Reputation: 299
have a dataframe of 323 column and 10348 row . i want to divide it using stratified k-Fold using the following code
df= pd.read_csv("path")
x=df.loc[:, ~df.columns.isin(['flag'])]
y= df['flag']
StratifiedKFold(n_splits=5, random_state=None, shuffle=False)
for train_index, test_index in skf.split(x, y):
print("TRAIN:", train_index, "TEST:", test_index)
x_train, x_test = x[train_index], x[test_index]
y_train, y_test = y[train_index], y[test_index]
but i get the following error
KeyError: "None of [Int64Index([ 0, 1, 2, 3, 4, 5, 6, 7, 8,\n 10,\n ...\n 10338, 10339, 10340, 10341, 10342, 10343, 10344, 10345, 10346,\n 10347],\n dtype='int64', length=9313)] are in the [columns]"

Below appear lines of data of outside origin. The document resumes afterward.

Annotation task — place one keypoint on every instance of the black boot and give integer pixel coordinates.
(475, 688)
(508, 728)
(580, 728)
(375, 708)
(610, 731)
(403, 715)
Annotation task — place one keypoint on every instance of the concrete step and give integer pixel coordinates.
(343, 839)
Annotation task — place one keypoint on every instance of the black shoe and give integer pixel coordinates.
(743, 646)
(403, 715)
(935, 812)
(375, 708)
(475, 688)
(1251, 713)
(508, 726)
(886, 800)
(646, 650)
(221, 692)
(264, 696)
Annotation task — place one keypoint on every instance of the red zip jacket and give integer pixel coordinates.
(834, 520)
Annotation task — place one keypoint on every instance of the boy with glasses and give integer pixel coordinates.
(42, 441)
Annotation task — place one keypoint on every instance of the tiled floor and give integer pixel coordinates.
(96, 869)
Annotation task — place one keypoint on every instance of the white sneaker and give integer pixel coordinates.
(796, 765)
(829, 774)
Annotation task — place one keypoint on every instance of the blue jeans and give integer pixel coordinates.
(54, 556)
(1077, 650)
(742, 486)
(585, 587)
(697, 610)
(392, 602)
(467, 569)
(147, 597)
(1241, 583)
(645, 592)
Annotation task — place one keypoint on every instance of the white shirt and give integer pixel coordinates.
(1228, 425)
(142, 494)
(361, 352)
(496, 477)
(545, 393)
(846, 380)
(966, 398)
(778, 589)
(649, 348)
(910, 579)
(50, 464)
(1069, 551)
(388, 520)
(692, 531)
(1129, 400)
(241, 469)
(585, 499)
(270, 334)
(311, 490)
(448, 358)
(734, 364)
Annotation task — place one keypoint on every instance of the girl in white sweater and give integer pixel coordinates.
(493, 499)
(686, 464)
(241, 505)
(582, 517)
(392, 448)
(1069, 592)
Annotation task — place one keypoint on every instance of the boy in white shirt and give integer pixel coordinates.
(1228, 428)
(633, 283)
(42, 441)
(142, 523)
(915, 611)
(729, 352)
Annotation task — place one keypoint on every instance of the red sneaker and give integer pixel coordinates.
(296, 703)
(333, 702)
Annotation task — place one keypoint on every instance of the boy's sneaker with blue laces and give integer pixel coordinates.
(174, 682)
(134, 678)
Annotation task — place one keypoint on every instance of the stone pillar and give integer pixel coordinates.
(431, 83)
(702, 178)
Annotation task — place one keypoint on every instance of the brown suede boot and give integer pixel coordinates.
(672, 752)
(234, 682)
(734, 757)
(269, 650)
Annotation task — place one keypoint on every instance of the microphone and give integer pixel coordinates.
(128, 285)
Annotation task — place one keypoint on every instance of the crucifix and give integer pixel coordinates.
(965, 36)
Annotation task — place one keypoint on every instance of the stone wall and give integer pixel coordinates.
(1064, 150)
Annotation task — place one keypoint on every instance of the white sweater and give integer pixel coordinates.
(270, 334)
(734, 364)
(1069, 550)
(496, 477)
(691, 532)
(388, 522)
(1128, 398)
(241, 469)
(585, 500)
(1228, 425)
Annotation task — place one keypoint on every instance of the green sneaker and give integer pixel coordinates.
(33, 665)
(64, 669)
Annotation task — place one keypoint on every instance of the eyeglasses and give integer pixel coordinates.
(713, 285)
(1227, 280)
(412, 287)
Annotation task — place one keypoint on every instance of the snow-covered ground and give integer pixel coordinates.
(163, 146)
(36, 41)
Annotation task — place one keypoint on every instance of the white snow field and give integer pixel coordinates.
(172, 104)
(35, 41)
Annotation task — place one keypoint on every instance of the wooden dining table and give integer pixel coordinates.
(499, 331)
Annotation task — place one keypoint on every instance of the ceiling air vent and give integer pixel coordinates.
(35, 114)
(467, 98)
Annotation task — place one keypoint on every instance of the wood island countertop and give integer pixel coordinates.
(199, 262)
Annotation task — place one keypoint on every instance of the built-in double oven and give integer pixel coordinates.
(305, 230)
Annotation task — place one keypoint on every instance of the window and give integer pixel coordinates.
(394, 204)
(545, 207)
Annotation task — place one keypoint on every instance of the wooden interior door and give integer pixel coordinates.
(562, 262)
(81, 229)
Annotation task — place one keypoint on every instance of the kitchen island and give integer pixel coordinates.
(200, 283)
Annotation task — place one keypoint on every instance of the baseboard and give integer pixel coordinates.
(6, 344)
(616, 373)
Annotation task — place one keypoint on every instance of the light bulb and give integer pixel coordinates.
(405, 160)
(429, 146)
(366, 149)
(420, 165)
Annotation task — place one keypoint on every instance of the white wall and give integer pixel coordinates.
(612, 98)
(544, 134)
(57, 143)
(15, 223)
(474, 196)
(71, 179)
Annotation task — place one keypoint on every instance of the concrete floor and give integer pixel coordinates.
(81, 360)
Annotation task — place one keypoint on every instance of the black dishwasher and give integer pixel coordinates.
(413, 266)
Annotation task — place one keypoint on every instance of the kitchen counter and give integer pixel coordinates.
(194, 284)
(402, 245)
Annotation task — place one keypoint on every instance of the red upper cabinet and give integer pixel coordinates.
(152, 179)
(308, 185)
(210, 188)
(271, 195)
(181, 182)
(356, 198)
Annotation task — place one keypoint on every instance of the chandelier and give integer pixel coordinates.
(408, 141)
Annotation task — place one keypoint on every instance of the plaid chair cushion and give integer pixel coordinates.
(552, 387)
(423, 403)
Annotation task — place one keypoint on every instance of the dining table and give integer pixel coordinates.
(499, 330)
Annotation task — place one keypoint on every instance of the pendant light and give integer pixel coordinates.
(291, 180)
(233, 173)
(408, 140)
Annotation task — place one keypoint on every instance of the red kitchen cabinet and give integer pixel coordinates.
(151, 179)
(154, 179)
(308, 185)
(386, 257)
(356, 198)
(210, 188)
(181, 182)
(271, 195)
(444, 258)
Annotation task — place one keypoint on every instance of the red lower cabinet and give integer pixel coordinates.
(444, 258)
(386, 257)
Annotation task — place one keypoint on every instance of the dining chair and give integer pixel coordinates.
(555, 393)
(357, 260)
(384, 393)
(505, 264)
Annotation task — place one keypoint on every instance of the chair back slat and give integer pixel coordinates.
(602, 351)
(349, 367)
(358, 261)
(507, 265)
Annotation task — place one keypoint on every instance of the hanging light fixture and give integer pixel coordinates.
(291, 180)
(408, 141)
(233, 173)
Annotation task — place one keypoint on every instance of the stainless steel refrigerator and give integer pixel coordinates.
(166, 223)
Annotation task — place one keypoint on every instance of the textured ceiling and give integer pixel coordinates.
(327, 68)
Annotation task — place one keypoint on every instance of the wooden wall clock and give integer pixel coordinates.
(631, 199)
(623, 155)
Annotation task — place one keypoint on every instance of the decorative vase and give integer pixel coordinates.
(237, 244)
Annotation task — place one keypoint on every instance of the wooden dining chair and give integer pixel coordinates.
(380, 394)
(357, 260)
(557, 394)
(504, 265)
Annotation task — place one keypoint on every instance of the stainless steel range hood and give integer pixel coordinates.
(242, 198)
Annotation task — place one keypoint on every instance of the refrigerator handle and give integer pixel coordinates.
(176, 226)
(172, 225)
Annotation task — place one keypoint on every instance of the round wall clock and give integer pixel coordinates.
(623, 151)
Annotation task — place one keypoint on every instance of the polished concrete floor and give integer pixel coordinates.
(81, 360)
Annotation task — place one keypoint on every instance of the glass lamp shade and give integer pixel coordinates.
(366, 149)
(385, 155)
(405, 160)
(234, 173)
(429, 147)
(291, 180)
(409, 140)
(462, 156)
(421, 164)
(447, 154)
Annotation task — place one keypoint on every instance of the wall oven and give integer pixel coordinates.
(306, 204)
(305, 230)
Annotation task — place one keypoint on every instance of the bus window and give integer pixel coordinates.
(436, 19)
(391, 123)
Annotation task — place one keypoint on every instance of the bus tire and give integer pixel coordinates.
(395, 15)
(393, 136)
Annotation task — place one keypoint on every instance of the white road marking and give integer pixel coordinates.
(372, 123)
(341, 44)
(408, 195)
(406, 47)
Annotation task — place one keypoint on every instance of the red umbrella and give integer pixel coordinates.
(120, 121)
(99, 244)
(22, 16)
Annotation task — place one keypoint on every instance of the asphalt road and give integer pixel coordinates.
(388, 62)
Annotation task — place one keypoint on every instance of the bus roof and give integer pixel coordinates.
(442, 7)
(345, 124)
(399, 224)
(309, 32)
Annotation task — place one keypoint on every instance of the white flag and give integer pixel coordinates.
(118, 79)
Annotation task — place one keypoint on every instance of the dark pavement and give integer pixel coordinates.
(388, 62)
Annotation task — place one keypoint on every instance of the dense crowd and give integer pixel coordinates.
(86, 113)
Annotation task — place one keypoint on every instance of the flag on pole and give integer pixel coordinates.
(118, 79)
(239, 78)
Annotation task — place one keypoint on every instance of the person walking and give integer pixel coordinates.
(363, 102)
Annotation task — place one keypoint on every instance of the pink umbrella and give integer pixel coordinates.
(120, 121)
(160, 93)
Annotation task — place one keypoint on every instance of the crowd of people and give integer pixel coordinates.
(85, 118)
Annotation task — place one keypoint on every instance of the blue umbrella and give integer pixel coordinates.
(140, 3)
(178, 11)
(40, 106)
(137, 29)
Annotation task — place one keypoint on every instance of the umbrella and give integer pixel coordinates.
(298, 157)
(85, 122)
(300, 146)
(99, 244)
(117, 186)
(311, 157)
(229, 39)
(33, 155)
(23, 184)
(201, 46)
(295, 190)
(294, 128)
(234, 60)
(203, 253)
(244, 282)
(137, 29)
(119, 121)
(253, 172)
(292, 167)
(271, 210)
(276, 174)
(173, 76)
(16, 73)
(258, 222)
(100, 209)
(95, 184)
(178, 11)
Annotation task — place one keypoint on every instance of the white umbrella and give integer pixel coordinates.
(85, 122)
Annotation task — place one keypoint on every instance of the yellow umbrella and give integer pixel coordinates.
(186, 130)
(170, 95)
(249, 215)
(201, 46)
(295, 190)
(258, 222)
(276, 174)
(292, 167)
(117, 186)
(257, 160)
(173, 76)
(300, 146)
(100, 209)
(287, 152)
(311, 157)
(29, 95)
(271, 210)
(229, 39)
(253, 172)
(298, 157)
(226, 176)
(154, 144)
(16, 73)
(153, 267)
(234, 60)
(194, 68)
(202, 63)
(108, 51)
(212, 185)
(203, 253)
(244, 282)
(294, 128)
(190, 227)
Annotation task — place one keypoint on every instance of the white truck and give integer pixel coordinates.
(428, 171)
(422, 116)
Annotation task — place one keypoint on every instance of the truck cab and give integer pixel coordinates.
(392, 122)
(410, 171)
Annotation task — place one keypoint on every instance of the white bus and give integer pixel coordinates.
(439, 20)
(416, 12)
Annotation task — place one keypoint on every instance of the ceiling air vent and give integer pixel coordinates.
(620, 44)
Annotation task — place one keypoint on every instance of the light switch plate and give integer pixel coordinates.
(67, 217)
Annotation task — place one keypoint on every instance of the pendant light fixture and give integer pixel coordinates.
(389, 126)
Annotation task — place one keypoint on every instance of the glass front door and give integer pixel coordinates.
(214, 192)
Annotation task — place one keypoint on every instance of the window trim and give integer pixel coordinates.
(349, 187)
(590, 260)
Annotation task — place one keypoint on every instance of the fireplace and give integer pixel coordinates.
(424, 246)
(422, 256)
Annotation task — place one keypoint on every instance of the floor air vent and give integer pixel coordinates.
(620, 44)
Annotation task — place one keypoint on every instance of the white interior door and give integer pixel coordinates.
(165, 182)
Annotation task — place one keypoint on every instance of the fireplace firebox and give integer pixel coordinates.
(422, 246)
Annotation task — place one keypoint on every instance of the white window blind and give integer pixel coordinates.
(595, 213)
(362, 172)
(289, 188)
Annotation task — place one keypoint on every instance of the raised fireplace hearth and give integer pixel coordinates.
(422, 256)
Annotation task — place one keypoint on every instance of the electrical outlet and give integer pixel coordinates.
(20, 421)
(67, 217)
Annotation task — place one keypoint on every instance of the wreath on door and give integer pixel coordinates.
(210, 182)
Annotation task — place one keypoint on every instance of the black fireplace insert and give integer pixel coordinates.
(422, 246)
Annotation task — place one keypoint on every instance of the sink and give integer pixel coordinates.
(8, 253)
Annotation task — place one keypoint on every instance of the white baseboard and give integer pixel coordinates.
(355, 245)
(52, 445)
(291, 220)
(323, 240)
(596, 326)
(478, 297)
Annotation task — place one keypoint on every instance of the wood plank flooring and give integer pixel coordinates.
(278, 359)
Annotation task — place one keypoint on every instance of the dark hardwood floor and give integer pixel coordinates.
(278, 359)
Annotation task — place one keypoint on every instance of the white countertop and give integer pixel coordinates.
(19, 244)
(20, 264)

any one tell me why i get this error and how to fix it
Upvotes: 1
Views: 11618
Reputation: 112
you can also use df.take(indices_list,axis=0)
x_train, x_test = x.take(list(train_index),axis=0), x.take(list(test_index),axis=0)
https://pandas.pydata.org/pandas-docs/stable/reference/api/pandas.DataFrame.take.html
Upvotes: 1
Reputation: 76
Seems like you have a data frame slicing issue rather than something wrong with StratifiedKFold itself. I crafted a df for that purpose and solved it using iloc to slice an array of indexes here:
from sklearn import model_selection
# The list of some column names in flag
flag = ["raw_sentence", "score"]
x=df.loc[:, ~df.columns.isin(flag)].copy()
y= df[flag].copy()
skf =model_selection.StratifiedKFold(n_splits=2, random_state=None, shuffle=False)
for train_index, test_index in skf.split(x, y):
print("TRAIN:", train_index, "TEST:", test_index)
x_train, x_test = x.iloc[list(train_index)], x.iloc[list(test_index)]
And train_indexes and test_indexes being nd-arrays kinda messes the work here, i convert them to the lists.
you may refer: https://pandas.pydata.org/pandas-docs/stable/user_guide/indexing.html
Upvotes: 4
Reputation: 1
Try changing pandas dataframe to numpy array as follow:
pd.DataFrame({"A": [1, 2], "B": [3, 4]}).to_numpy()
array([[1, 3],
[2, 4]])
Upvotes: 0